10. Board leadership: The chair of the board must be an independent director with leadership and industry experience sitting on listed Anglo-American company boards. In Sino-Forest’s case, Allen Chan, who resides in Hong Kong, would have to have relinquished his position as chair. Lead directors are not adequate for Chinese and Indian companies. The notion of an independent director, without industry experience, sitting in board meetings being run by the CEO, who may be offshore, who controls the agenda, information, discussions and minutes (which are responsibilities of the chair), is very problematic.

11. Audit committee leadership: The chair of the audit committee must be an independent financial expert with experience sitting on listed Anglo-American company audit committees.

12. Local board meetings and exposure to operations: The board must meet at least once a year in China (or India as the case may be). Independent directors should meet separately with local management and important stakeholders without senior management present. All recommendations must be acted upon and with a progress report provided to independent directors.

So what can we glean from the Sino-Forest debacle?

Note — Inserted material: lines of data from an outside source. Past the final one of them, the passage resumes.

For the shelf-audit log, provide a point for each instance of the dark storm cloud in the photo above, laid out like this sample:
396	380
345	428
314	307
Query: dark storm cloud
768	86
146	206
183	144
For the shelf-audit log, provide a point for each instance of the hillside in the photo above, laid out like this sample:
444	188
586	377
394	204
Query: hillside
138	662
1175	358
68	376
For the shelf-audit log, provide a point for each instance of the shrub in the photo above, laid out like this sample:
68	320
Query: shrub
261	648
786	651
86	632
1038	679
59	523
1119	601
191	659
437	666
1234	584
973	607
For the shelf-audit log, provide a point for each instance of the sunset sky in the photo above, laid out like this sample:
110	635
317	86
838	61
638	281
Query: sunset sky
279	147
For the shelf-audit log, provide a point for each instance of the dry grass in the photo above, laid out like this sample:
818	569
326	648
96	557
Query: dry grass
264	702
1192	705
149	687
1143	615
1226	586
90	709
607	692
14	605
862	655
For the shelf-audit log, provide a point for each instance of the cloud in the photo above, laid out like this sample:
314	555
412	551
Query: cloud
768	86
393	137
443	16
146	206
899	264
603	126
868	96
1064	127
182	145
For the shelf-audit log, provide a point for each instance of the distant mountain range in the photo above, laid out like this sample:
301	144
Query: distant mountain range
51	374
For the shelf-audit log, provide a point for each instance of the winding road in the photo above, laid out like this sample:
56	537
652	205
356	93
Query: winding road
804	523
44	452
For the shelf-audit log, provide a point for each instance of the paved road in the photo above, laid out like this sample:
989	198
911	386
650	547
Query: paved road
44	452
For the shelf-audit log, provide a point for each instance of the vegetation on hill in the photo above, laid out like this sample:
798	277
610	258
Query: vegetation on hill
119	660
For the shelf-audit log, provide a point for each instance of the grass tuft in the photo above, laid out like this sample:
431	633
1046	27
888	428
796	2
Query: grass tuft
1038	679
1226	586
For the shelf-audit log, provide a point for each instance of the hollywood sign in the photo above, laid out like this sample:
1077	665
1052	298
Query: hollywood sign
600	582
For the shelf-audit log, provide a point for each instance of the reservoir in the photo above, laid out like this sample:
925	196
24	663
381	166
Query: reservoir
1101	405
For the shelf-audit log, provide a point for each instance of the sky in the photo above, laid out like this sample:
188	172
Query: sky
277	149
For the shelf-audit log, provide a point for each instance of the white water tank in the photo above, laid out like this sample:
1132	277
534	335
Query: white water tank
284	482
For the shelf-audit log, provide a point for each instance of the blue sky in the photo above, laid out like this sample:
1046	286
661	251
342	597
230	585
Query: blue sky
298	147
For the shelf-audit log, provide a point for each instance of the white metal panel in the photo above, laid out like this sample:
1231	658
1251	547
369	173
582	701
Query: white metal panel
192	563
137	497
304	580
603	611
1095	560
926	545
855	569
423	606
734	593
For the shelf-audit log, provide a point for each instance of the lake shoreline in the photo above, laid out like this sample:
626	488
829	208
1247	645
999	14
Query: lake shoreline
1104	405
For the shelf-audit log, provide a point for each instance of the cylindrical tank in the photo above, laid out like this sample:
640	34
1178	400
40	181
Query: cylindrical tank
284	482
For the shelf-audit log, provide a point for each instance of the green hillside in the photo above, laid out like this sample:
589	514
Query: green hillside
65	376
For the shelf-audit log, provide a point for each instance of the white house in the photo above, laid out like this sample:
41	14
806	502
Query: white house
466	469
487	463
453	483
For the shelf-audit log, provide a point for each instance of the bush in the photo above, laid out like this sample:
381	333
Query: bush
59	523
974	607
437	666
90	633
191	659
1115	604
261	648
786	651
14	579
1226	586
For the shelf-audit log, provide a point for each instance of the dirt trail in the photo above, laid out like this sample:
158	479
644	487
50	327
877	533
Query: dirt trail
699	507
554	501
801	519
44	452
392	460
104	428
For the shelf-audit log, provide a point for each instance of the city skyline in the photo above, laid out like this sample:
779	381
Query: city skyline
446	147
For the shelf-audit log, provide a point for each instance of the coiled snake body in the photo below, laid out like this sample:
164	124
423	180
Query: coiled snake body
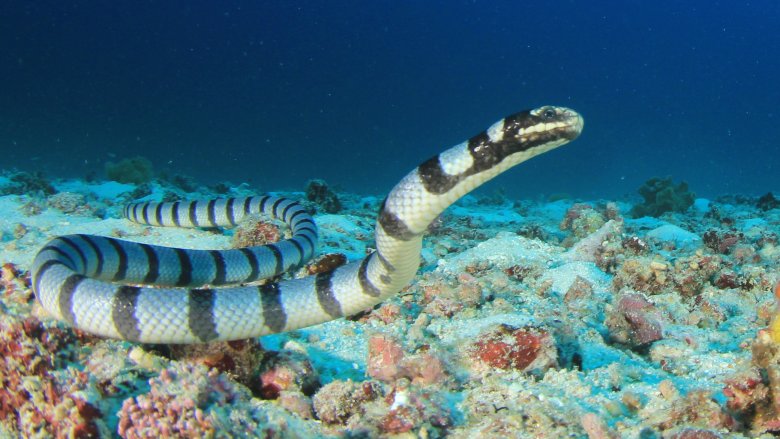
91	281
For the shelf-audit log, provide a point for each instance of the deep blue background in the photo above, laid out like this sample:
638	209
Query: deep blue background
359	92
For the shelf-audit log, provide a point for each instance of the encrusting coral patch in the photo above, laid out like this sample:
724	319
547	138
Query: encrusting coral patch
545	319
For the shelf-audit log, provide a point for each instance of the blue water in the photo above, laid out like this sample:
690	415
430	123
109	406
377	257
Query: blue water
358	93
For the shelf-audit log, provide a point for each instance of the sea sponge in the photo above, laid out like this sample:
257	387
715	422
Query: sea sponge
662	195
136	170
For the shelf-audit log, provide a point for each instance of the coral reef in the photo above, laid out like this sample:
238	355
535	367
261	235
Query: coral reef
661	195
528	319
255	230
767	202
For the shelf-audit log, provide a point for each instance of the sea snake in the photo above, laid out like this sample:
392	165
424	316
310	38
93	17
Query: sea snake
92	282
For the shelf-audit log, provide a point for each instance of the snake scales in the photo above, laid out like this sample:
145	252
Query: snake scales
91	282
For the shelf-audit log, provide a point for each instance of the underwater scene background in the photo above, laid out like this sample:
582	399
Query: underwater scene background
625	285
266	92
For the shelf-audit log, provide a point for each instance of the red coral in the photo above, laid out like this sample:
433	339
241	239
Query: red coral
635	321
515	348
388	362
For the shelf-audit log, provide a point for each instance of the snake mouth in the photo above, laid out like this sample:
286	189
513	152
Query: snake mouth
556	122
575	123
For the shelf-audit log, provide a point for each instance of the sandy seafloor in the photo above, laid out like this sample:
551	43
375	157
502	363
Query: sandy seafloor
542	319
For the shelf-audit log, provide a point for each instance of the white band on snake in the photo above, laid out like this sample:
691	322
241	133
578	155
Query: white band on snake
91	281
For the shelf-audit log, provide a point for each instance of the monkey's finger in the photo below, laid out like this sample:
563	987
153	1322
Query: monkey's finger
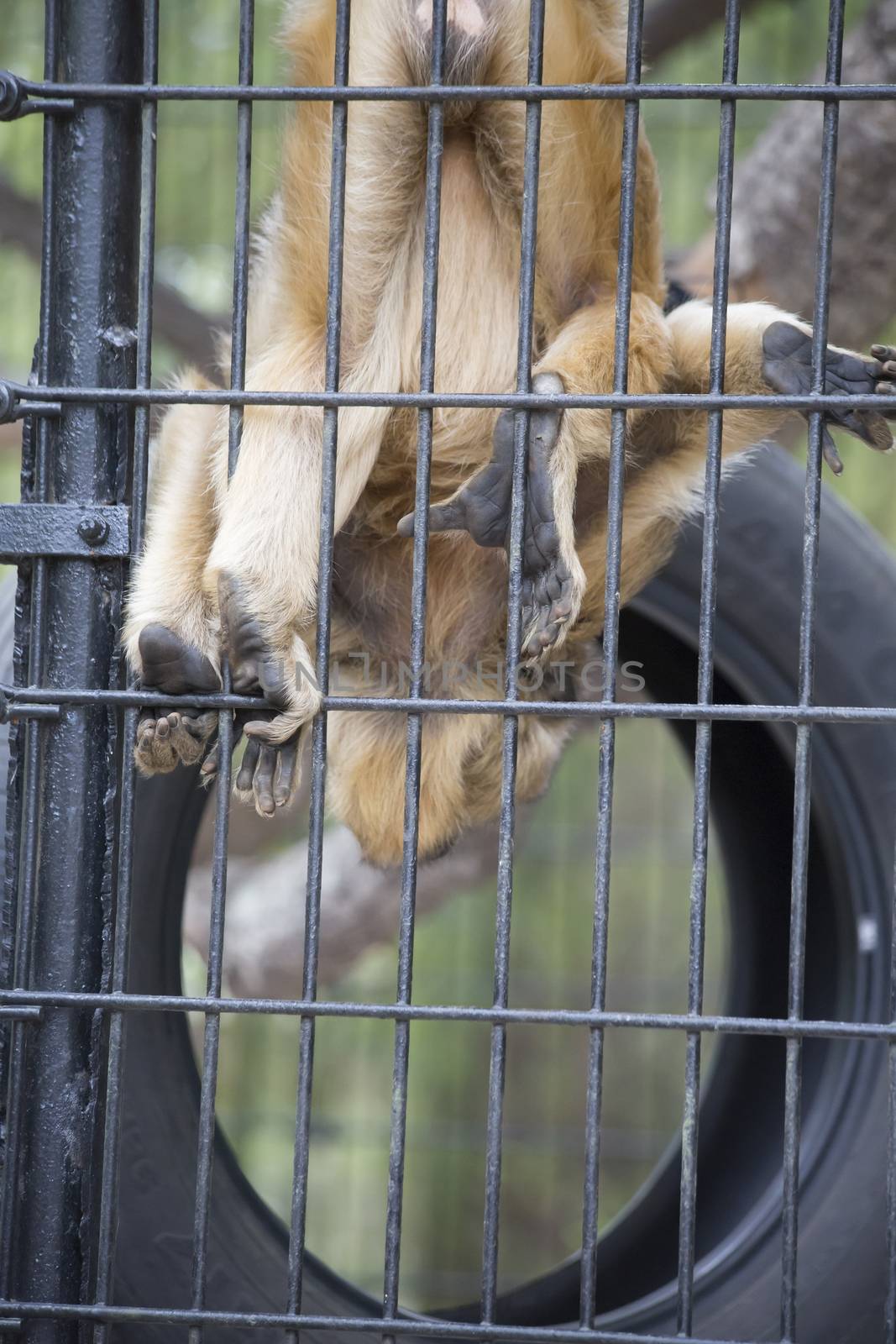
212	761
869	427
264	784
443	517
831	454
286	769
248	765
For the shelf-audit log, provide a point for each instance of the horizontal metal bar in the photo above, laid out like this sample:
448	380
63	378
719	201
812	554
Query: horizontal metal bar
521	401
403	705
419	1326
101	531
15	405
13	712
15	101
711	1023
24	1012
466	93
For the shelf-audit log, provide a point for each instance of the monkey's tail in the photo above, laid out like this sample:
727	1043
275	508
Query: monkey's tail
676	296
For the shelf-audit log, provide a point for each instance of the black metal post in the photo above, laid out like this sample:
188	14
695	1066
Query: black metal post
92	339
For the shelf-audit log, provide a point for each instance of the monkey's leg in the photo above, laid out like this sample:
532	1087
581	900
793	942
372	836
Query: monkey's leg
170	629
578	360
766	351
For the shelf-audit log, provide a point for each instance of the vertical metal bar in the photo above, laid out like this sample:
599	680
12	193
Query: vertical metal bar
627	194
889	1307
703	743
497	1061
417	656
109	1189
799	871
27	858
92	289
211	1041
318	730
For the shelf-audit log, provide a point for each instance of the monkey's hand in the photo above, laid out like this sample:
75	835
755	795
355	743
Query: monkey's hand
553	581
269	773
788	369
167	738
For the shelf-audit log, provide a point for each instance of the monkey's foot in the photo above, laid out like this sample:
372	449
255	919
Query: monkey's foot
788	369
270	769
553	578
167	738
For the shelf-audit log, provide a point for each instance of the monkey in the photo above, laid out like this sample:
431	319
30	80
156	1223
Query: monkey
230	568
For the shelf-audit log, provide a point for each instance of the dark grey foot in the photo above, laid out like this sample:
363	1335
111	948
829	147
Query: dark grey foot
269	770
788	369
483	508
167	738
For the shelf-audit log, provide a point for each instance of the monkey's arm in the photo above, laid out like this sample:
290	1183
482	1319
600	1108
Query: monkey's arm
579	360
264	564
564	544
170	633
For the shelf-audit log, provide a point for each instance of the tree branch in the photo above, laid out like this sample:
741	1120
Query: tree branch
775	202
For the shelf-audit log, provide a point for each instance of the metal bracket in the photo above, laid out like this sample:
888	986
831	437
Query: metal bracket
15	405
15	101
11	710
98	531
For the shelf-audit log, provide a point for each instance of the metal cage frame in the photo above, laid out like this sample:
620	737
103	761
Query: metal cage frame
86	417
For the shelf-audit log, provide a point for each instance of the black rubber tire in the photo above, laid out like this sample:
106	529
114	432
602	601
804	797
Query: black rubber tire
841	1220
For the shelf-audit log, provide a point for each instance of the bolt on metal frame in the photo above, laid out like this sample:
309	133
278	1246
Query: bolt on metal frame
86	438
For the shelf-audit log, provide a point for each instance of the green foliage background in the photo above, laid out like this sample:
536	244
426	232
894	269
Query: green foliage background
553	891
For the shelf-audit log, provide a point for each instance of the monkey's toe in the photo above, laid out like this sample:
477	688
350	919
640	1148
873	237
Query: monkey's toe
170	737
172	665
269	776
155	752
788	369
551	600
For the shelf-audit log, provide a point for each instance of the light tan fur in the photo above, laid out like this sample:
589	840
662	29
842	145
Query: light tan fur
262	528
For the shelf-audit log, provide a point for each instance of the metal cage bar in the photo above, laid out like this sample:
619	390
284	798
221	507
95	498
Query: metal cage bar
705	671
66	1005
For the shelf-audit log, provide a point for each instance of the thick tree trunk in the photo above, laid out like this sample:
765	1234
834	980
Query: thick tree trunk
775	205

Do your homework before you accept a board appointment to a China- and India-based company. The governance shortcomings of Sino-Forest were several. Sophisticated directors are well-advised—when their reputation and assets are put at risk in sitting on any board with operations in corrupt jurisdictions—to insist on proper governance safeguards like the ones mentioned above, to provide a corruption risk surcharge.

The mistake is made in not doing one’s governance due diligence at the front end of a board appointment. Once one is sitting on the board, and has accepted the status quo, it may be too late and a price may be paid.